Yeah I was going to say the same thing - love that optional chaining syntax... Would cut down so many checks and balances needed to avoid those errors.


Availability of recursive-types is a great news for users of libraries like Mobx state tree [1] which heavily lean on inferred & derived types.

Circular type references among MST models have so far required quite a bit of ceremony [2] to deal with. Really looking forward to get rid of that boilerplate.

[1] https://github.com/mobxjs/mobx-state-tree

[2] https://lorefnon.tech/2019/08/15/dealing-with-circular-type-...


These are all amazing features

I am really hoping for private properties and compiler support of class properties (it supports the syntax, I think, but doesn't compile them down from what I understand).

I also hope they update their decorator support to be in line with https://github.com/tc39/proposal-decorators

I know its stage 2 (and it was stage 3, I think) but I think the reasoning behind the major(ish) changes are solid ones.

Thats pretty much it. Now tc39 just needs to acceept Reflect.metadata :)

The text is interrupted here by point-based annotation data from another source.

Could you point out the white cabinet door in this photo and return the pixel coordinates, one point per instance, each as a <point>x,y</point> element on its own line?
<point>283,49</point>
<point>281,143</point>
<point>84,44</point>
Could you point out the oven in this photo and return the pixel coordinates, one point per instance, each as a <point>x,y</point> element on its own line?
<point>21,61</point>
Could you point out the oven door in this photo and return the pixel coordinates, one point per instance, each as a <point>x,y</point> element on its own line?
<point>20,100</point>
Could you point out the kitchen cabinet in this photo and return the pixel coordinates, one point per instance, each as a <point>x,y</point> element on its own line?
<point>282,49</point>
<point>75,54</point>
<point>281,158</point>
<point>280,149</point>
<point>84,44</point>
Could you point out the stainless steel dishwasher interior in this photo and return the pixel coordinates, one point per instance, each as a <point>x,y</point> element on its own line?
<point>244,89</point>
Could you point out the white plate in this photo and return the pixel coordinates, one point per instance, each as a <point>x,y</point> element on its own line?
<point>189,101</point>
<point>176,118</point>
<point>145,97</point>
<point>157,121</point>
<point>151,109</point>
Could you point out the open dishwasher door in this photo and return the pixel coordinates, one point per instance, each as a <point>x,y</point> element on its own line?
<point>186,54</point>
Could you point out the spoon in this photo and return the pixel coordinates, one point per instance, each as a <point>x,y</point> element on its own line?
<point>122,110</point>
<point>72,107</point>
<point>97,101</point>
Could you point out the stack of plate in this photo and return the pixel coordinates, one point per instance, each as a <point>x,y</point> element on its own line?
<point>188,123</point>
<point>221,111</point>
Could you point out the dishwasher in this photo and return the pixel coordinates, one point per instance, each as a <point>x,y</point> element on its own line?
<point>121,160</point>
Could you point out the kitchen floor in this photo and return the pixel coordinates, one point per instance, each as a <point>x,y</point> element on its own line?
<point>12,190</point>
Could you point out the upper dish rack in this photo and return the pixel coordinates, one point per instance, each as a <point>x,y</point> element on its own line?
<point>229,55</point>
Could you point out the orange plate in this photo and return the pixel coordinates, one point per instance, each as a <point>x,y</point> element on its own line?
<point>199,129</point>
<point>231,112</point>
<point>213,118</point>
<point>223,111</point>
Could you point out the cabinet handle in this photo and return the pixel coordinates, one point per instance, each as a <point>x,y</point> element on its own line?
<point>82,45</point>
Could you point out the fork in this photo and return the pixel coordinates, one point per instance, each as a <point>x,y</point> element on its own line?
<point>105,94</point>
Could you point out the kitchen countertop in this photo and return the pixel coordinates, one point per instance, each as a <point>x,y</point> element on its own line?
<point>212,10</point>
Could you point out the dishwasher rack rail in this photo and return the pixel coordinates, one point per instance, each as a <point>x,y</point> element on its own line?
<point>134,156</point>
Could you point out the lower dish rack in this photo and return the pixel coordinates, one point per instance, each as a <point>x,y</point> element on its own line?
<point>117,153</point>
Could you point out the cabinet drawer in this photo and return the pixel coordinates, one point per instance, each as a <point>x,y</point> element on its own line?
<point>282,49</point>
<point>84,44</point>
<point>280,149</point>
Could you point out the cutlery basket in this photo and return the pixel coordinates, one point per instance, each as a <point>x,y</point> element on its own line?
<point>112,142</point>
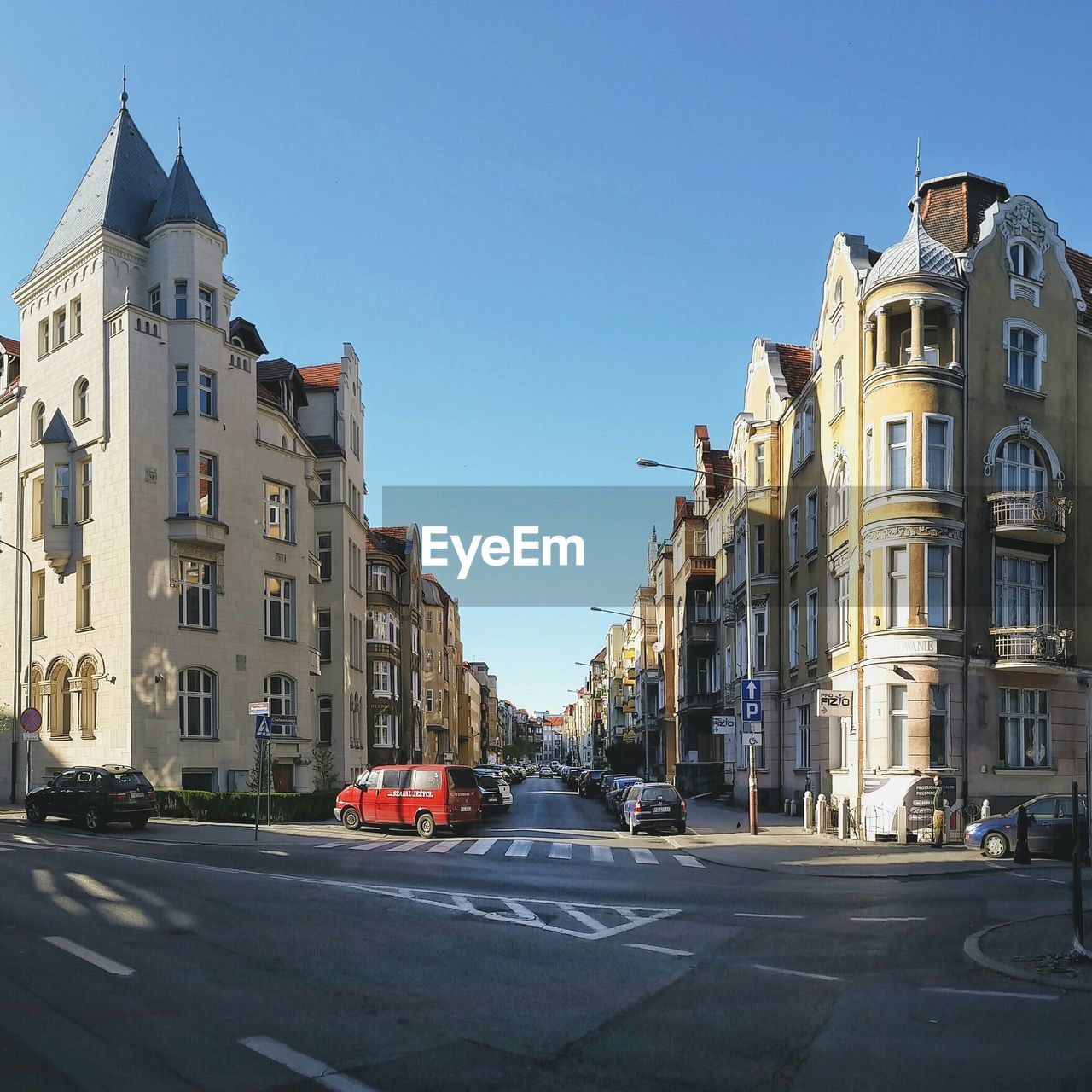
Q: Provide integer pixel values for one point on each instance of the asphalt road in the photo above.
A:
(545, 951)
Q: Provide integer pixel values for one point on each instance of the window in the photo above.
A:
(324, 549)
(281, 694)
(897, 725)
(197, 702)
(326, 718)
(182, 483)
(936, 593)
(1019, 591)
(811, 521)
(842, 631)
(280, 616)
(803, 737)
(1020, 468)
(182, 389)
(279, 511)
(83, 594)
(62, 495)
(938, 726)
(207, 492)
(38, 603)
(937, 453)
(897, 449)
(897, 585)
(1025, 359)
(1024, 729)
(81, 401)
(195, 600)
(206, 393)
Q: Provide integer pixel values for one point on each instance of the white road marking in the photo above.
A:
(656, 948)
(301, 1064)
(445, 846)
(85, 954)
(482, 846)
(778, 917)
(990, 993)
(798, 974)
(888, 919)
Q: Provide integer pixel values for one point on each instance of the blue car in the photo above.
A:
(1049, 830)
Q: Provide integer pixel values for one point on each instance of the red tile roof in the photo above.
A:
(321, 375)
(796, 366)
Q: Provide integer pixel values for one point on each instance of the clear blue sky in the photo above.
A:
(552, 230)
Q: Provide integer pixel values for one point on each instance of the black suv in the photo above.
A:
(96, 795)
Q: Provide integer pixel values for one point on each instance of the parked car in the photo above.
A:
(1049, 829)
(612, 799)
(589, 784)
(94, 795)
(421, 796)
(496, 794)
(652, 807)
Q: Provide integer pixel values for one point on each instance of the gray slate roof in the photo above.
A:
(180, 200)
(118, 192)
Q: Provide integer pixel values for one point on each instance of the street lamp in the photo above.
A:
(15, 688)
(752, 780)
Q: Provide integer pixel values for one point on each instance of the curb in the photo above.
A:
(972, 949)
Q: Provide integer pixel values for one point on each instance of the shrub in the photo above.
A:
(239, 807)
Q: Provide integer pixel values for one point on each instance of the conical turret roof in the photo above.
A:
(117, 192)
(180, 201)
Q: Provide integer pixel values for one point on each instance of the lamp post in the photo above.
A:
(15, 665)
(752, 779)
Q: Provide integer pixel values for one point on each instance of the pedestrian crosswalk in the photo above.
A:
(518, 849)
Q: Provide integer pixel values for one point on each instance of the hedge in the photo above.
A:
(239, 807)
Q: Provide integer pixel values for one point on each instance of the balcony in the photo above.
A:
(1033, 517)
(1032, 648)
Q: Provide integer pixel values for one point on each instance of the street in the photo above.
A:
(546, 950)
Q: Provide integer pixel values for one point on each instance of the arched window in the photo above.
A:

Nice to see optional chaining. It was the one feature I missed the most from CoffeeScript. The null coalescing is also nice - I’ve been bitten more than once with falsy values reverting to defaults on assignment.


Anyone have some book or course recommendations for learning Typescript??


The TypeScript Handbook [0] is where I've learned the most from. The New Handbook [1] is starting to come together as well, it's not complete though.

[0]: https://www.typescriptlang.org/docs/handbook/basic-types.htm...

[1]: https://microsoft.github.io/TypeScript-New-Handbook/outline/


that's pretty good actually, thanks!


Basarat's guide is pretty much the best introductory resource : https://basarat.gitbooks.io/typescript/


thanks!


I may not be the sharpest, but isn't top level await just shoehorning synchrony into a language that has been laughing at synchrony for decades?


top level await doesn't make async operations synchronous.

It mostly eliminates the need to have immediately evaluated wrapper async functions that we would have needed so far.

(async () => { await foo(); })();

The added benefit is that imported scripts would be implicitly awaited upon, which has been clunky to do otherwise - you'd need to have a module that exposes an async function and expect the consumer to await on them. But the moment you do that you'd no longer be able to directly run the script through node, so you'd end up needing one more file that imports this module and runs it directly.

Availability of top-level await makes experimenting with (promise-returning) APIs in REPL much easier. It is also a bit step forward in making typescript more useful as a general purpose scripting language (outside webdev context).


> top level await doesn't make async operations synchronous

No, it just lets us write them like they look in synchronous languages.

So we're jumping through even more hoops to avoid the realities of asynchronous JS. IMO it's better for the asynchrony to be explicit. A whole generation of frontend devs aren't going to have any idea how their code is actually running.


Does anyone know when TypeScript plans to introduce dynamic typing for function/method parameters? It would be very useful if TypeScript could infer the type of variables at runtime so that you never have to specify it.


I may have missed your point, but wouldn’t this be essentially useless? You then have no type information about the parameters at all. Wouldn’t this just be the same as the existing implicit “any” type when not in strict mode?


Strongly typed functional languages (including Reason) can often figure out a function's parameter types based on how the variables are used in the function. For example, given `(a, b) => a.push(b * 2)`, it could figure out that `b` must be of type `number` and `a` must be of type `Array<number>`, so the function author wouldn't need to write the type annotations.

I think it's likely that TypeScript will never implement this (at least not at the level of sophistication of typical functional languages), given that it adds a lot of complexity to the language, and making types explicit at boundaries is usually good practice anyway.


It's arguable that they might, actually, add this in the future, but ... it would probably show up as part of how you can use TypeScript to type-check your JavaScript code such as when it infers types from JSDoc.